La corsa alla pensione flessibile, come ha opportunamente analizzato di recente in un focus anche l’ Ufficio parlamentare di bilancio, è condizionata quindi dalla necessità di calibrare l’ aiuto pubblico che accompagnerà questa operazione. Questo elemento, osserva l’ Upb, ha contribuito ad alimentare il dibattito sul canale di uscita più flessibile, anche se la maggioranza degli economisti ritiene che in generale i lavoratori anziani non sottraggano posti a quelli con meno esperienza. Soprattutto in periodi di crisi bruschi innalzamenti dei requisiti per l’ uscita – come è accaduto con la legge Fornero – possono avere effetti indesiderati e di fatto ingessare il mercato del lavoro. La produttività italiana, però, è ferma al palo da oltre un ventennio, e nel confronto dal 1985 a oggi è nella fascia dei paesi Ue con la crescita più bassa, nonostante ci fossero normative che favorivano l’ uscita anticipata dal mercato del lavoro, e quindi di fatto il turnover occupazionale.

Accelerare il sistema di flessibilità in uscita, quindi, può determinare in un mercato del lavoro segnato tragicamente dall’ altissima quota di giovani che hanno scelto di non studiare e di non formarsi (in Italia i Neet sono oltre due milioni), la perdita di competenze importanti, senza che possano essere adeguatamente sostituite.
Incentrare il dibattito esclusivamente sulle leve per favorire l’ uscita, senza valutare le azioni di politica attiva e di formazione per incentivare l’ occupabilità dei giovani può rilevarsi un pericoloso boomerang che rischia di impoverire un mercato del lavoro, quale è quello italiano, che nei prossimi venti anni vedrà scomparire il 56 per cento delle attuali occupazioni.

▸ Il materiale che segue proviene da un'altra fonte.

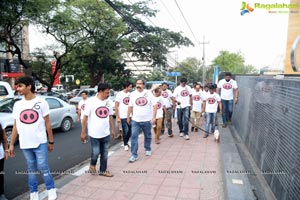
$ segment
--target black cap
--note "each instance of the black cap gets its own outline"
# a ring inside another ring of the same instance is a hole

Il Cedefop è il Centro europeo per lo sviluppo della formazione professionale, organismo alle dirette dipendenze dell’ Unione europea. Nelle sue analisi periodiche sui trend del mercato del lavoro e sulla necessità di investire su un sistema di formazione qualificato, ha ridefinito le quote che i settori occupazionali attualmente in esercizio andranno a ricoprire nei prossi mi cinque anni. Tutti i settori tradizionali perderanno quote di mercato.

Dai trend del Cedefop l’ Italia si conferma un paese sempre meno industriale e più dedito ai servizi e al terziario, dato che trova conferma nel recente aumento dell’ autoimprenditorialità, cresciuta di 78 mila unità nel giugno 2016.
Occorre, pertanto, formarsi e specializzarsi per competere nel mercato del lavoro del futuro, nel quale i quindicenni di oggi cambieranno dai cinque ai sette lavori, molti dei quali non sono stati ancora inventati. Si discuta di flessibilità in uscita ma si ragioni sulle modalità per rafforzare le competenze dei giovani, a cominciare dalla ridefinizione di un piano generale dell’ offerta formativa che tenga conto dei cambiamenti organizzativi e tecnologici in atto sia in Italia che nel mondo.